If someone asked me to move to Italy right now, with an opportunity to continue my education, I would pack my bags without hesitation and jump on the next plane. I'm lucky enough to know Italy and my father's hometown intimately, having visited there every August since I was a baby.
My Father is from the region Chieti, Abruzzo in a small town called Casacanditella. What's so unique about Italy is that every region is very different from each other, each has its own dialect, mannerisms, traditions, and of course, food.
Abruzzo is in central Italy on the East coast. The region has both beautiful mountains and the coastline, within a thirty-minute drive you could descend from the top of the valley to the beach. Along with the luxury of having both the mountains and the sea, comes a wide variety of food selections.
Arrosticini is an Abruzzese staple that can be found at every party; it's like what chicken wings are to Americans. Baby lamb meat is skewered on wooden sticks, seasoned with some salt and herbs, and cooked on the grill. There are even arrosticini cookers that rotate meat skewers for you! It has a distinct and lovely smell that makes your mouth water.
The Abruzzese coastline is also known as 'Costa dei Trabocchi,' or Coast of Trabocchi, named for the many trabocchi that line the coastline. A traboccho is an ancient fishing machine that is on stilts, often found at the end of a pier or a makeshift bridge. They are no longer used for fishing and many have been converted to restaurants.
With the tradition of the trabocchi comes along a culture of serving freshly caught fish. The standards for taste are set high, something that can be found throughout Italy, and restaurants serve fish in various ways. The most popular (and my favorite) is when the fish is cooked in with pasta.
Below is handmade ravioli with a type of shrimp inside and served in a blush sauce.
Below is a dish called 'La Chitarrina del Mare.' The pasta is an Abruzzese specialty, made with a 'Chitarra,' a tool that looks like a small guitar that creates the stringy pasta. This particular dish is a favorite of my family's; every year we look forward to going to the same restaurant on the beach, Mare Stella, to indulge on this dish that is chittarina mixed in with mussels and a type of shrimp, complete with a fresh and flavorful tomato sauce base.
Now for dessert, this pastry has a fun, kind of offensive, story to its name and appearance. It's called 'Sise delle Monache,' which literally translate to . . . breasts of the nuns. Despite its strange name, the spongy pastry is filled with an egg-based custard and icing sugar and fills the streets of the Guardiagrele with a lovely sugary scent. This pastry has even been written about by the Italian poet Gabriele D'Annunzio. You can read more about this pastry here.

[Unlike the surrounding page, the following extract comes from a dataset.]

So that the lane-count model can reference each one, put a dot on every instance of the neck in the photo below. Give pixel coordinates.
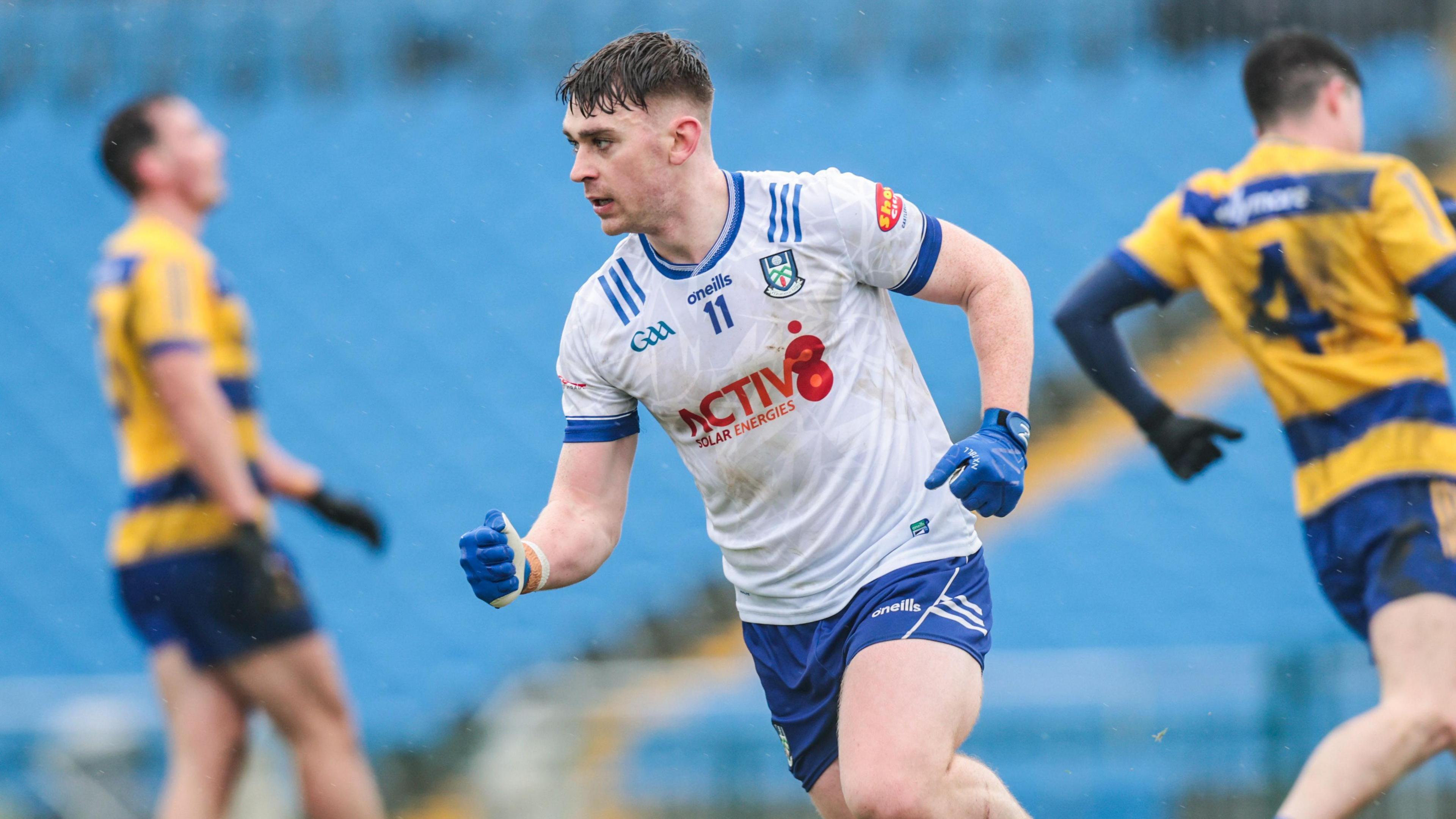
(1305, 133)
(171, 209)
(697, 218)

There are a lot more foods and traditions that are distinctly Abruzzese, some that I have yet to try myself. Abruzzo is different than other places like Rome and Florence.
Because Abruzzo is not particularly a tourist region, it has managed to contain an authentic culture that is rooted in tradition. The dialect is spoken on a daily basis, everyone is very friendly and talkative with each other, work is not a priority (but enjoying life and taking it day by day is), spending time with family, drinking wine and coffee of the highest quality, and taking a passegiata, or stroll, at night when the weather permits are all important aspects of the culture. So, you tell me, why wouldn't I want to live there?